Here’s a wonderful quote from Bertrand Russell on Arabic philosophy:
"Arabic philosophy is not important as original thought. Men like Avicenna and Averroes are essentially commentators. Speaking generally, the views of the more scientific philosophers come from Aristotle and the Neoplatonists in logic and metaphysics, from Galen in medicine, from Greek and Indian sources in mathematics and astronomy, and among mystics religious philosophy has also an admixture of old Persian beliefs. Writers in Arabic showed some originality in mathematics and in chemistry – in the latter case, as an incidental result of alchemical researches. Mohammedan civilization in its great days was admirable in the arts and in many technical ways, but it showed no capacity for independent speculation in theoretical matters. Its importance, which must not be underrated, is as a transmitter. Between ancient and modern European civilization, the dark ages intervened. The Mohammedans and the Byzantines, while lacking the intellectual energy required for innovation, preserved the apparatus of civilization – education, books, and learned leisure. Both stimulated the West when it emerged rom barbarism – the Mohammedans chiefly in the thirteenth century, the Byzantines chiefly in the fifteenth. In each case the stimulus produced new thought better than any produced by the transmitters – in the one case scholasticism, in the other the Renaissance (which however had other causes also)." [A History of Western Philosophy, p. 427]

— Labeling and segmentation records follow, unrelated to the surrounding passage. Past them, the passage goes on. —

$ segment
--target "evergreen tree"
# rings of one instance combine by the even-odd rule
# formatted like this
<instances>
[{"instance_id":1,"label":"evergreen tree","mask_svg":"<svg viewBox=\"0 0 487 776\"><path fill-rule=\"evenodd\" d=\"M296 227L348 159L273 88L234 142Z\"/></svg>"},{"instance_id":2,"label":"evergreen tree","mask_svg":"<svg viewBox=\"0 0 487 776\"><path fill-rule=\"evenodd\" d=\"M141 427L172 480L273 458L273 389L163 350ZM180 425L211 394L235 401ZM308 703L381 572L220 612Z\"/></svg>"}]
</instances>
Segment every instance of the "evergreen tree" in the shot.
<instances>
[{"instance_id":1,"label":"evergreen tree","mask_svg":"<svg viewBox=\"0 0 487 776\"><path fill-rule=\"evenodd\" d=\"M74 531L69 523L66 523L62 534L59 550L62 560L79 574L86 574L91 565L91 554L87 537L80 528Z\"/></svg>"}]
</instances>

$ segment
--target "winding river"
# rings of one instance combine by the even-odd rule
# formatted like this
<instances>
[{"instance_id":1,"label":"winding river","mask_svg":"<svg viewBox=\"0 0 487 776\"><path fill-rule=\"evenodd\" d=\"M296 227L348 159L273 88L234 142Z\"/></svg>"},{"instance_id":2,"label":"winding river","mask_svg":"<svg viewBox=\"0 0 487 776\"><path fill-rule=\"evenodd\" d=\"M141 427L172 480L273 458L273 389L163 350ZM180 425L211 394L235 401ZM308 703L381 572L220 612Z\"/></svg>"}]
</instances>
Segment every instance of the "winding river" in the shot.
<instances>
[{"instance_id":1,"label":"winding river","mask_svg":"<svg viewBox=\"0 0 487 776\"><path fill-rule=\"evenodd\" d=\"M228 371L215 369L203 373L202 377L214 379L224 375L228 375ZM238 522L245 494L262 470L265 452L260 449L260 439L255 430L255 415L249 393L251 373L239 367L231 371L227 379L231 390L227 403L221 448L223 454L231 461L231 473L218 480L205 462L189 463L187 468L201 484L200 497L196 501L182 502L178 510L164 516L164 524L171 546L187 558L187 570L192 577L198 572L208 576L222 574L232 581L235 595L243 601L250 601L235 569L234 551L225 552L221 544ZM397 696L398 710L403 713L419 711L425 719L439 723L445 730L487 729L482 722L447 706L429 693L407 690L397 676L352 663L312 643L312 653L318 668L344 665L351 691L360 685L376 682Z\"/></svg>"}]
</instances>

Russell had no multicultural or cultural relativist tendencies. He plainly declared in the first sentence that Arabic philosophy was unoriginal. He obviously saw it as nothing but a bridge between the ancient Greeks and Romans and modern Europeans, all of whom he rated as superior to it. He used the word Mohammedan, which has become anathema for the stupidest of reasons. (See below.) And finally, in the chapter from which this passage is taken, there is no tiresome salute to medieval Spain as an amazingly egalitarian culture of Muslims, Christians, and Jews.
As for the word “Mohammedan,” we are told that Muslims object to this because it entails that they regard Muhammad as a God. But it doesn’t. The word is no different in grammatical form from the word Lutheran, and Lutherans do not worship Luther as a God, nor does anyone think that they do, nor does anyone regard that word as entailing that they do.
In a previous post (here), I observed that leftists had given certain groups what is in effect a blank check, one such group being Muslims. Giving a group a blank check may seem like a great idea to leftists, but it isn’t. And one such reason it is not is that it is similar to spoiling a child. Giving in to its every whim doesn’t really help the child grow up, plus it develops a personality that repels people. Likewise, giving in to the Muslims’ every whim doesn’t help them at all in economic and other sorts of development, plus it makes them arrogant, which repels people. Instead of giving in on this point, leftists should have said firmly that they were wrong and that the word Mohammedan did not have that implication, anymore than the word Lutheran has a similar implication.